I’m looking to buy the backplane of an HP DL180 G6 and I noticed that it has a “3-pin backplane I2C connector” which connects to the motherboard. https://www.hpe.com/psnow/doc/c01727924
I have 0 idea what this I2C connector is doing and what happens when it’s disconnected. I’m wondering if the owner of an HP DL180 G6 could simply unplug the I2C connector from their server and tell me whether they can still see the drives in the host O.S (or even BIOS?)? I’m thinking of buying only the backplane and connecting it via SAS to a completely different motherboard.
Point 2 seems to suggest that the DL180 didn’t see any disks on the backplane with the I2C cable disconnected.
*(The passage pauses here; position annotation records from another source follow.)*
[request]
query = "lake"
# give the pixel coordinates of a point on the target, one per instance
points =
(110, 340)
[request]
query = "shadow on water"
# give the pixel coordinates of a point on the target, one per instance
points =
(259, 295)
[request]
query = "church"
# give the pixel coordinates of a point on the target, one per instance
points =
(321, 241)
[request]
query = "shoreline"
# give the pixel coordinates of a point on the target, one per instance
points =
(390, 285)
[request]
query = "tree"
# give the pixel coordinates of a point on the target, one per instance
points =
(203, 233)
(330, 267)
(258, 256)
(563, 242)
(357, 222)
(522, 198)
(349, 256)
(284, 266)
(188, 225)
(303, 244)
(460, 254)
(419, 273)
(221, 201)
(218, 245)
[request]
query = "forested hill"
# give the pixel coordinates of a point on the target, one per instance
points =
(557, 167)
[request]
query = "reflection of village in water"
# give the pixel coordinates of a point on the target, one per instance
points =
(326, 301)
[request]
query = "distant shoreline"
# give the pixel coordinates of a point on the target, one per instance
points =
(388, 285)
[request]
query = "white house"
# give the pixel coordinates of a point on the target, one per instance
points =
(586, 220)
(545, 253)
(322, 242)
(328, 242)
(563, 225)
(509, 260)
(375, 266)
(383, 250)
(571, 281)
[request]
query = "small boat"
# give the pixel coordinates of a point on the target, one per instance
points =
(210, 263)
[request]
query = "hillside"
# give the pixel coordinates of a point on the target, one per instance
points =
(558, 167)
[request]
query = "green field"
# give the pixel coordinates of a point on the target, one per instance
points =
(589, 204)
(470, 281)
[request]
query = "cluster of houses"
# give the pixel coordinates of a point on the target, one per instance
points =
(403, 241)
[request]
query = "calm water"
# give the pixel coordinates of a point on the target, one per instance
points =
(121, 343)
However that could be unique to the HP server.
Doing some more googling about I found someone suggesting that they got a troublesome H220 to boot with their HP blackplane by pulling out the i2c cable that goes between the backplane and the motherboard in their server.
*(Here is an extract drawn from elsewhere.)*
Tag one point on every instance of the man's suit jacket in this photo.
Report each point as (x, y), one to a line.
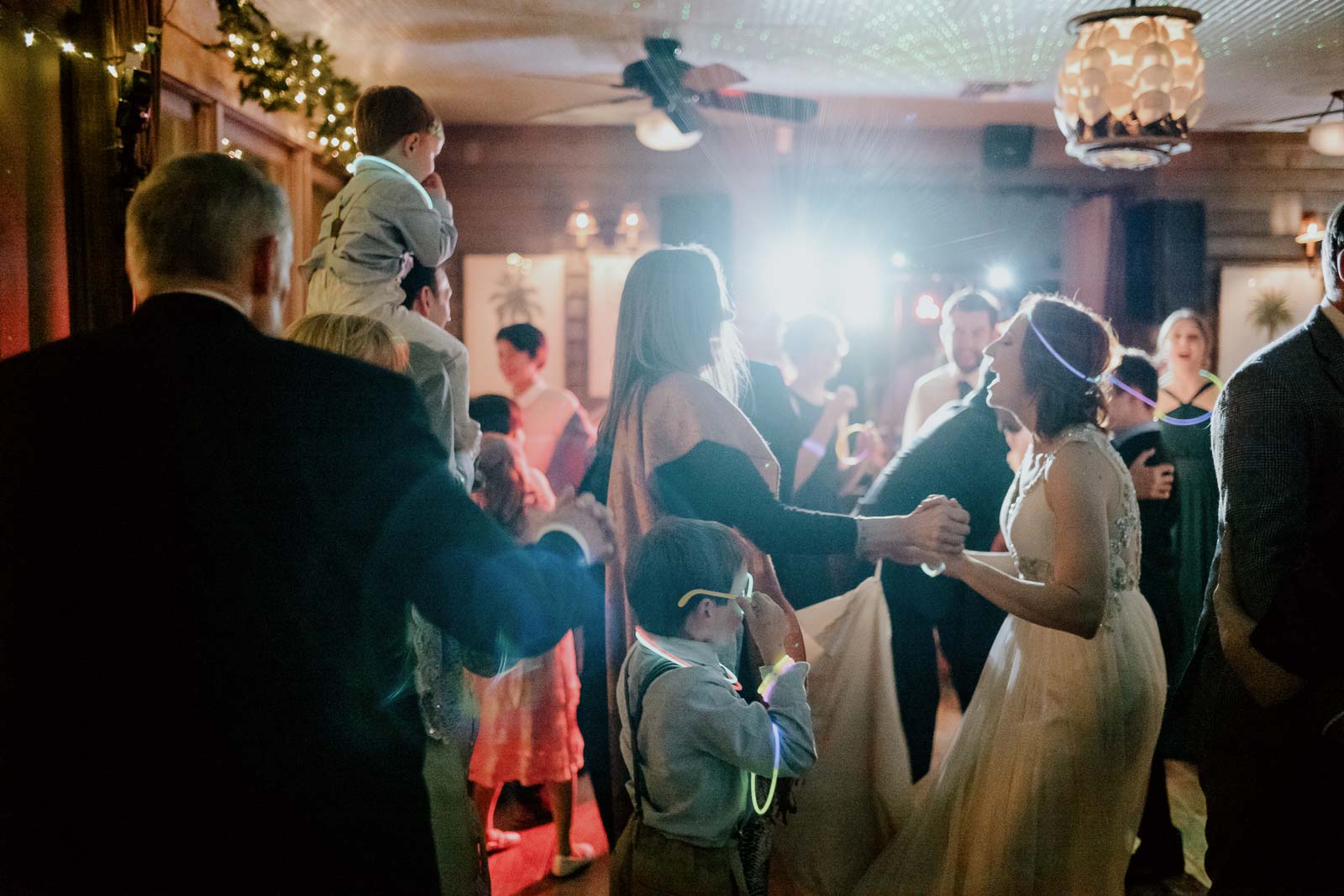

I tried this, and I was able to get the server to boot!
Only problem is, now it doesn’t see any of the drives connected tot he backplane, so I guess that didn’t really solve anything.
Welp, that’s unfortunate. It looked like a pretty nice backplane with a built-in SAS expander. I doubt the SAS expander will show the discs without that I2C connection sadly. Trying to decode and have an arduino tell that I2C connection is more trouble than it’s worth.